The basis of modern oil analysis programs is the use of optical emission spectroscopy (OES) to measure the ppm (parts per million) levels of wear metals, contaminants, and additives in oil samples. Whatever an oil lab may need to measure, multi-elemental analysis is the core of an in-service oil analysis program. This paper gives an overview of Rotating Disc Electrode Optical Emission Spectroscopy (RDE-OES), its applications, and the SpectrOil Series family of products, which combine the latest innovations for increased performance and reliability with 30+ years of experience in military and laboratory applications.
Sometime after World War II, the Denver and Rio Grande Railroad, now defunct, began analyzing diesel locomotive engine oil by looking at the spectral lines emitted by an in service oil sample when excited by a strong electric arc using carbon electrodes. Early tests proved that monitoring the elements attributed to wear and contamination provided early warnings of chronic equipment failure.
Elemental spectroscopy is the backbone of an oil analysis program as it is widely applicable to a closed loop
lubricating system such as those found in gas turbines, diesel and gasoline engines, transmissions, gearboxes,
compressors and hydraulic systems. In practice, an oil sample is periodically taken from a system and analyzed. The resulting data, when compared to previous analyses and allowable limits, may indicate a sound mechanical system showing only normal wear, or it may point out a potentially serious problem in its early stages. With this advanced warning, steps may be taken to correct the situation before serious damage or injury occurs.
Spectroscopic oil analysis works by detecting the fine particles generated by relative motion of metallic parts in an oil-wetted system. Contaminants are also detected and lubricant mix-ups, or badly degraded lubricants, are identified by the concentration of additive elements. Multielement analysis, coupled with knowledge of the materials used to build the engine, often allows identification of a specific component in distress.
Table 1 shows that typical metal elements can be analyzed by spectroscopy and their typical sources.
Principles of Spectroscopy
Spectroscopy is a technique for detecting and quantifying the presence of elements in a material. Spectroscopy
utilizes the fact that each element has a unique atomic structure, and when subjected to the addition of energy, each element emits light of specific wavelengths or colors. If this light is dispersed by using a dispersing element, such as a prism, a line spectrum will result. Since no two elements have the same pattern of spectral lines, the collected light can be analyzed and each element contained in the sample identified. Additionally, the intensity of the emitted light is proportional to the quantity of the element present in the sample, allowing the concentration of that element to be determined.

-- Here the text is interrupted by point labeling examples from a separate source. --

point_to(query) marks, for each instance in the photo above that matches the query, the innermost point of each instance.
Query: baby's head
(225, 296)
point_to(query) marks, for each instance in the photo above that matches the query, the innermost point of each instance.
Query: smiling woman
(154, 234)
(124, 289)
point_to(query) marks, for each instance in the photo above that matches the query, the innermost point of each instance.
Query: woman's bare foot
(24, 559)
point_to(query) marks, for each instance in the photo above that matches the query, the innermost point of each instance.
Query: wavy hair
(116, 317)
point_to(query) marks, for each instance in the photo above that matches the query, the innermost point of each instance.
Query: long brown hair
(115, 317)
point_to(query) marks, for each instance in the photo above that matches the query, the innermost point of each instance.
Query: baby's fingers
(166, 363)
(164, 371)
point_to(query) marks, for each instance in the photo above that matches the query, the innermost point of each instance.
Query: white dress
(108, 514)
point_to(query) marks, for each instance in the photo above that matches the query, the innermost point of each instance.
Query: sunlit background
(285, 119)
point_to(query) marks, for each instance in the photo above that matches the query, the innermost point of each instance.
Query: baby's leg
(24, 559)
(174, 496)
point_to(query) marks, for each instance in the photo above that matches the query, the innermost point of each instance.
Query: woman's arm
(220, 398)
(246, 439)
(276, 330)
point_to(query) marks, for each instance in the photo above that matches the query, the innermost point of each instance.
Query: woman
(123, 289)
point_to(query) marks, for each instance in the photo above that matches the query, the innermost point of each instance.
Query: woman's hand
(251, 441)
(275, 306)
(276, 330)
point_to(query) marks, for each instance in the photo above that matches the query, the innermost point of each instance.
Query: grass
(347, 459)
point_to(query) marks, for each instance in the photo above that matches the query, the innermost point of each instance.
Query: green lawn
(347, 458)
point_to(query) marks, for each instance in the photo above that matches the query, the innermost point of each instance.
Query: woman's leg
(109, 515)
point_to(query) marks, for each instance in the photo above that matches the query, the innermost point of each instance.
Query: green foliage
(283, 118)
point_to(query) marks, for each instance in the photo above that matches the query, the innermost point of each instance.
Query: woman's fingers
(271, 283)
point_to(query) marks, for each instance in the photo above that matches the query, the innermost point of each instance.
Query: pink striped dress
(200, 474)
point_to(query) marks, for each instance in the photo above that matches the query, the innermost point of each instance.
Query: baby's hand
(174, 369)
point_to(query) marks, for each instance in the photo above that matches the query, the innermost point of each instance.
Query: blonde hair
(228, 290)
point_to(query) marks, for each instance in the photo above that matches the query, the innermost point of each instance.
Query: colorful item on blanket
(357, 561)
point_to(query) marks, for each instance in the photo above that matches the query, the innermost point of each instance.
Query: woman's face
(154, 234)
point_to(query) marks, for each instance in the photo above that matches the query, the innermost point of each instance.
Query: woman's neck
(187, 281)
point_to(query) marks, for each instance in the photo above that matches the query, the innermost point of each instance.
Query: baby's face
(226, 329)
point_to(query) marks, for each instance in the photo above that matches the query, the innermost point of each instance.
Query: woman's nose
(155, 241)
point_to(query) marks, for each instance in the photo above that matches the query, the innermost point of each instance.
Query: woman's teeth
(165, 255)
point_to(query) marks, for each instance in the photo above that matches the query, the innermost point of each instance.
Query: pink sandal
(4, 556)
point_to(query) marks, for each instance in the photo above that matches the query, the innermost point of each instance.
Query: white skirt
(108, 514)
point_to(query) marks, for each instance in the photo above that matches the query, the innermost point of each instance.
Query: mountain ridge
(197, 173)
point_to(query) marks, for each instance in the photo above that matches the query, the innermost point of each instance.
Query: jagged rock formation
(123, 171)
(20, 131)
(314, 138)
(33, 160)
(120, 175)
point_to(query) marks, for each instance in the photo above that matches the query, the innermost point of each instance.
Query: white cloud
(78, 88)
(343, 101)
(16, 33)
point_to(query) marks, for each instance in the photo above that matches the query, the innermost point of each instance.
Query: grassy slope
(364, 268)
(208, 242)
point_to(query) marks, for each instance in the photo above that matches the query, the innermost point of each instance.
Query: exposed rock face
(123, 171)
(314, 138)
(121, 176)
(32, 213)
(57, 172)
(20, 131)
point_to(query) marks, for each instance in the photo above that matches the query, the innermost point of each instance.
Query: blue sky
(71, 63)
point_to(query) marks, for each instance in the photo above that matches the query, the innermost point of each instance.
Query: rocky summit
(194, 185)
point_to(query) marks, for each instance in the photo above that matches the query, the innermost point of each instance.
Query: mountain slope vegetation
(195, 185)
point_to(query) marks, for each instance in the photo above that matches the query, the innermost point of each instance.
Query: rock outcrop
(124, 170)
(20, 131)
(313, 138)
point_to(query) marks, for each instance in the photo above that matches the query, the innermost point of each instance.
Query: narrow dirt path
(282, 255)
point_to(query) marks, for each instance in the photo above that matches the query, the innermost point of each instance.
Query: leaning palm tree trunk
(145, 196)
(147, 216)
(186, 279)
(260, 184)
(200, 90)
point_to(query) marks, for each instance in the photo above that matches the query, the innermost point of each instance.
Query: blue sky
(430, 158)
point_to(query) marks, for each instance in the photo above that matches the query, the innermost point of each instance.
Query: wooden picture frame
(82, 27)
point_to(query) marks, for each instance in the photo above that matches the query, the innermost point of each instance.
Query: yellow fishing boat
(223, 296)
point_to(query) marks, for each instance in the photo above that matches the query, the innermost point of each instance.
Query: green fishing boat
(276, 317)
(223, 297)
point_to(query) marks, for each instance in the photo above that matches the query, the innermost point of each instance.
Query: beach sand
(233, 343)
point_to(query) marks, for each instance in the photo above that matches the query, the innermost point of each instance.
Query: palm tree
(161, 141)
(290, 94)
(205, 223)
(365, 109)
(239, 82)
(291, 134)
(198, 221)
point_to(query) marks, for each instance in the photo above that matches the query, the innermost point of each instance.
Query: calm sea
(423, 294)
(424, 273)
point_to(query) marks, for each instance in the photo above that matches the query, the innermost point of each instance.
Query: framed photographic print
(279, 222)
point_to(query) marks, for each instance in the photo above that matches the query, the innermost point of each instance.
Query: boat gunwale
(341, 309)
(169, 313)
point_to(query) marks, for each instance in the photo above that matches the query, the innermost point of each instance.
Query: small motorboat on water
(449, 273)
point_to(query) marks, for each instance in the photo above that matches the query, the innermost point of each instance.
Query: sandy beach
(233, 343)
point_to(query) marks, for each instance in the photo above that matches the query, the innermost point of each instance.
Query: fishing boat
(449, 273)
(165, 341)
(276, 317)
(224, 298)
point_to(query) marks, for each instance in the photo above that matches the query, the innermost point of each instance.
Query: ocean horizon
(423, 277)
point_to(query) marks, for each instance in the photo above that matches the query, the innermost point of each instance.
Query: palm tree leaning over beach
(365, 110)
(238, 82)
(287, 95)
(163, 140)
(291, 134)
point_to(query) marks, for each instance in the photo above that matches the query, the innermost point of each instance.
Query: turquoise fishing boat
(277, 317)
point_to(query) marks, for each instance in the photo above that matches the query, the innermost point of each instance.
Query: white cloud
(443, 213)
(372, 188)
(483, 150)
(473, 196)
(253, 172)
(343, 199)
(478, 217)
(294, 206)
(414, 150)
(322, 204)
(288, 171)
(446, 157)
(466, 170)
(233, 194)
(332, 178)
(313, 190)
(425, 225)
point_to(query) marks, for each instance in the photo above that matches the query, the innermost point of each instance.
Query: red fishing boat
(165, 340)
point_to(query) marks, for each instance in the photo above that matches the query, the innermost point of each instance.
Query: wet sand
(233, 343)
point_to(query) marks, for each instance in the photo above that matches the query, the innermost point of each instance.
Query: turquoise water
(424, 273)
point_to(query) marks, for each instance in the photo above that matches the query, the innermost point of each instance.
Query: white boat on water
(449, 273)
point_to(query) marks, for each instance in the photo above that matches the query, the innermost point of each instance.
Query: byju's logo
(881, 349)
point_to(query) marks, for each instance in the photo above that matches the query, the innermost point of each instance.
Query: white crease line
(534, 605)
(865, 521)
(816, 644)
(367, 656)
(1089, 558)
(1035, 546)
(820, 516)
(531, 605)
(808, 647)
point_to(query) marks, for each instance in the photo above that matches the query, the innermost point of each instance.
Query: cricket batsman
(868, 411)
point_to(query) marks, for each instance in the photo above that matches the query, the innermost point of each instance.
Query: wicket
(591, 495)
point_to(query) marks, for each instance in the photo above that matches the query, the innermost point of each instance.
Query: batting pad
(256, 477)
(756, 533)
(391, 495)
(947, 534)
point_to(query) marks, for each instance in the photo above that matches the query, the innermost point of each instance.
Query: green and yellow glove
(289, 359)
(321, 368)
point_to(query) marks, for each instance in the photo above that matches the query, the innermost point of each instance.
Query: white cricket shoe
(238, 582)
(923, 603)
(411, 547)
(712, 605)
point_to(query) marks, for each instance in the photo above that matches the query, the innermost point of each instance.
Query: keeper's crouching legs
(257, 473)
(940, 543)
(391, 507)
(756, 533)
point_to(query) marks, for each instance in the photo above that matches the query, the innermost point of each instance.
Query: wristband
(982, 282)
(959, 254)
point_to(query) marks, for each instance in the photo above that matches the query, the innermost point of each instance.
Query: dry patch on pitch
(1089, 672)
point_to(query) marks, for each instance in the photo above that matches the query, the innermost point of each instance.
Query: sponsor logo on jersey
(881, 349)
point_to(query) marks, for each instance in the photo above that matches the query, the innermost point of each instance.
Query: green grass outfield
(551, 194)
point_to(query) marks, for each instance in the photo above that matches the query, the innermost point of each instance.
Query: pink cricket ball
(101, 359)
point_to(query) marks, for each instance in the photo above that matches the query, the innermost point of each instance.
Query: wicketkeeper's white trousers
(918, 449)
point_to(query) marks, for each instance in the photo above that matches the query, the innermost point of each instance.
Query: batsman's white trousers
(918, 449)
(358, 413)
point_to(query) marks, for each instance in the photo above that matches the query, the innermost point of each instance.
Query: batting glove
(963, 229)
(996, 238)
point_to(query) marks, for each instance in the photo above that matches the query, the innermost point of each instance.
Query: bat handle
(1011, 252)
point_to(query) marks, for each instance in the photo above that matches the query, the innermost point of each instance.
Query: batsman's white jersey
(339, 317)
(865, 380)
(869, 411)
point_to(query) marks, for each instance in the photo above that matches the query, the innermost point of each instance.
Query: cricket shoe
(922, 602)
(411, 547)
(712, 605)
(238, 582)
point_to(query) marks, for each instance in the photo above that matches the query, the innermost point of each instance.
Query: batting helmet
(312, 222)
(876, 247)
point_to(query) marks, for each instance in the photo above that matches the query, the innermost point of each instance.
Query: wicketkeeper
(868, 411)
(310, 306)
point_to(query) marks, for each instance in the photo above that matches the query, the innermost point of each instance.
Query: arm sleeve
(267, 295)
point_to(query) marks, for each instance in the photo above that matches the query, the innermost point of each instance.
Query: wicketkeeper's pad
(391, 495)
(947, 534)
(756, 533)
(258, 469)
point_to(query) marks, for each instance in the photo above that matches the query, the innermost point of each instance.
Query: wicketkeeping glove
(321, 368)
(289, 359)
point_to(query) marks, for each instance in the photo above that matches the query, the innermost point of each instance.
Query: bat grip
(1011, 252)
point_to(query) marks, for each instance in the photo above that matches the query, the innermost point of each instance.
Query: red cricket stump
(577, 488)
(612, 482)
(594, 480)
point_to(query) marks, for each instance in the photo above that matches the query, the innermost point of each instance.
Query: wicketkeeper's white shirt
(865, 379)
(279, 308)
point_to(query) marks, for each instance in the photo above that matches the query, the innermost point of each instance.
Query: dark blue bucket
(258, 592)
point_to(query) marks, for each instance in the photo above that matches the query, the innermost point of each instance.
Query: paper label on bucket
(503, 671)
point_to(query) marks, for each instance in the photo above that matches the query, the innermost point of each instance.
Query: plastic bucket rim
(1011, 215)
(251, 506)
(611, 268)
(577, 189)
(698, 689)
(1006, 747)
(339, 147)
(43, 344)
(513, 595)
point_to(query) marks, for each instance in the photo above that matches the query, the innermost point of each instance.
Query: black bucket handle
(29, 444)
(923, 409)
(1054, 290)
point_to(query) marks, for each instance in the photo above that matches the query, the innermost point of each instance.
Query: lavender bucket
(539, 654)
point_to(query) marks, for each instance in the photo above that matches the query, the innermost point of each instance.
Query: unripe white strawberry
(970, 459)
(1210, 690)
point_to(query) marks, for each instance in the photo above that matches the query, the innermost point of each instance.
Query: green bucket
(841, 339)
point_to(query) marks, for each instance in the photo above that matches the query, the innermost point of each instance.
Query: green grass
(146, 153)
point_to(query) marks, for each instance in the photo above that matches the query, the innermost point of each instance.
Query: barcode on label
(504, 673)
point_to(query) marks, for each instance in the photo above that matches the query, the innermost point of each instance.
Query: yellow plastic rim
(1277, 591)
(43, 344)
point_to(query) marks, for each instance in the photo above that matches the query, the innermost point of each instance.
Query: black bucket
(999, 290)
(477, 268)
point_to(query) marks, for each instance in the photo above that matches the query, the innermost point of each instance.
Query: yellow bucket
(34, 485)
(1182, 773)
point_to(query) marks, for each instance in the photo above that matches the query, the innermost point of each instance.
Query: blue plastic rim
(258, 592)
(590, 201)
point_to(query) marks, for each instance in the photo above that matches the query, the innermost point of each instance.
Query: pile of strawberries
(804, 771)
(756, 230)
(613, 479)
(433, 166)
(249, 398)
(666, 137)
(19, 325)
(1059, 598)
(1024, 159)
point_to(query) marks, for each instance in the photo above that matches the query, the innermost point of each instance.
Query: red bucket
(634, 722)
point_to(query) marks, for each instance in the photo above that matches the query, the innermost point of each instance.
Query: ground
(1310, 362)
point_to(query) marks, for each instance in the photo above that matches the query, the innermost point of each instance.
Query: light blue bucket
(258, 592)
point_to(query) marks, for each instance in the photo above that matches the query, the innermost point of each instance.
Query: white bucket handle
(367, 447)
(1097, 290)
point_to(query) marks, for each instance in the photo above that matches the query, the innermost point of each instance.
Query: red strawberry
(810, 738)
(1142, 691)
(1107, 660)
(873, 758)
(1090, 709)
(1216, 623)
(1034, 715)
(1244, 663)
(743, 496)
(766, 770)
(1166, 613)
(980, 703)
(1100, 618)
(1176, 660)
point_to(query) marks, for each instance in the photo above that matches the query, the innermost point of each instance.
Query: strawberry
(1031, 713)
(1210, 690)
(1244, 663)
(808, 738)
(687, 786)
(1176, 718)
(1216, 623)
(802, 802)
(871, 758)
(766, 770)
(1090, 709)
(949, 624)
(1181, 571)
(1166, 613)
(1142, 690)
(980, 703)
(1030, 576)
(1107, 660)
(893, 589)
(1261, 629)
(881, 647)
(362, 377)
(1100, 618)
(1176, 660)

These spectral lines are unique to the atomic structure of only one element. For the hydrogen atom, with an atomic
number of 1, the spectrum is fairly simple (Figure 1). On the other hand, the spectrum of iron with an atomic number of 26 is much more complicated with many emission lines in the visible spectrum corresponding to the many possible electronic transitions that may occur (Figure 2). If more than one element is present in the sample, spectral lines of distinctively different wavelengths will appear for each element. These lines must be separated in order to identify and quantify the elements present in the sample. Usually only one spectral line among many is chosen to determine the concentration of a certain element. This line is chosen for its intensity and freedom from spectral line interference of other elements. To accomplish this, an optical system is required.